Member of the Jharkhand Legislative Assembly
- In office 23 December 2019 – 23 November 2024
- Preceded by: Tala Marandi
- Succeeded by: Dhananjay Soren
- Constituency: Borio
- In office 23 December 2009 – 23 December 2014
- Preceded by: Tala Marandi
- Succeeded by: Tala Marandi
- Constituency: Borio
- In office 15 November 2000 – 27 February 2005
- Preceded by: Himself (As Bihar MLA)
- Succeeded by: Tala Marandi
- Constituency: Borio

Member of the Bihar Legislative Assembly
- In office 1990–2000
- Constituency: Borio

Personal details
- Born: Lobin Hembrom 1952 (age 73–74) Mahagama, Jharkhand
- Citizenship: India
- Party: Bharatiya Janata Party (2024–present)
- Other political affiliations: Jharkhand Mukti Morcha (till 2024)
- Parent: Raghu Hembrom
- Education: Matriculated from Bihar School Examination Board Patna Bihar in 1970
- Occupation: Agriculture, Politician, Social worker

= Lobin Hembrom =

Indian politician

Lobin Hembrom is an Indian politician and member of the Bharatiya Janata Party. Hembrom was a three time member of the Jharkhand Legislative Assembly from the Borio constituency in Sahibganj district in 2000–2004, 2009–2013, and 2019–2023 on Jharkhand Mukti Morcha ticket.
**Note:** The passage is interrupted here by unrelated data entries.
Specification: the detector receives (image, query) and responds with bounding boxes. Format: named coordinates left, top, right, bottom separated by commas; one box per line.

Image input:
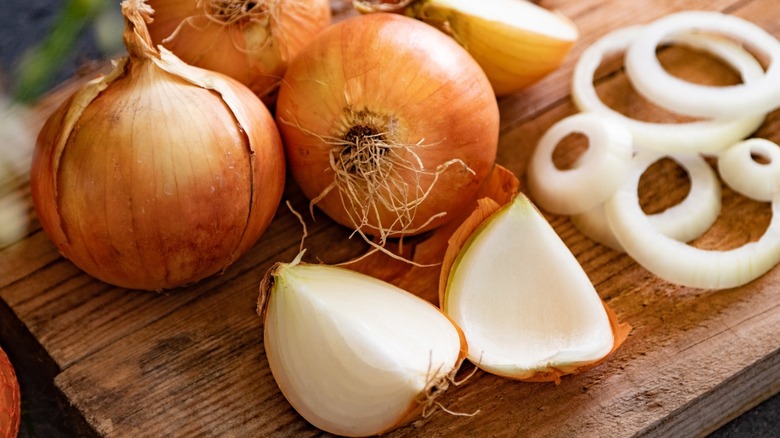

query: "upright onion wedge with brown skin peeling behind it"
left=440, top=194, right=630, bottom=382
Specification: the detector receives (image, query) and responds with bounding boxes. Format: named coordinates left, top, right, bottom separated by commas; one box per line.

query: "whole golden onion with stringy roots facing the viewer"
left=276, top=14, right=499, bottom=245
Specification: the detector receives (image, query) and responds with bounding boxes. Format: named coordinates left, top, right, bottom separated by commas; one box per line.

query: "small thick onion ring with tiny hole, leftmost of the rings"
left=528, top=113, right=632, bottom=214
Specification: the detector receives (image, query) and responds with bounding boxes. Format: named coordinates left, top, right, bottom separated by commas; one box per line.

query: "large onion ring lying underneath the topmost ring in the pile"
left=572, top=26, right=764, bottom=153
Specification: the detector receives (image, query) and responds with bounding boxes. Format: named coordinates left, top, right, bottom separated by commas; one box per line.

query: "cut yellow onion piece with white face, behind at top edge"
left=353, top=0, right=578, bottom=96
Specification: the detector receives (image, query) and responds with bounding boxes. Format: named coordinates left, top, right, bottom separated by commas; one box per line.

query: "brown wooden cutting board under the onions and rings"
left=0, top=0, right=780, bottom=437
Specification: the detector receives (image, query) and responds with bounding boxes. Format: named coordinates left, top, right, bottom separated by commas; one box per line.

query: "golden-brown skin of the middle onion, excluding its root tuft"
left=276, top=13, right=499, bottom=234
Hembrom was suspended for contesting independently in the 2024 Indian general election, he subsequently joined Bharatiya Janata Party.

== Participation in Jharkhand Movement==
Mr Lobin Hembrom (Hembrom also spelt as Hembram) started his political journey by being one of the leaders actively participating in Jharkhand Movement under the leadership of Disomguru Shibu Soren leader of Jharkhand Mukti Morcha demanding Jharkhand as separate state to be carved out from Bihar which was first demanded by Jaipal Singh Munda, a member of Constituent Assembly of Bihar and leader of Jharkhand Party.

== Notable works==
Lobin Hembrom, being MLA of Borio Assembly, played a leading role in establishing Shibu Soren Janjatiya Degree College, Borio, for the people residing in the foothills of the Rajmahal Hills, which has been named after an eminent leader of Jharkhand Sri Shibu Soren whom he respects a lot.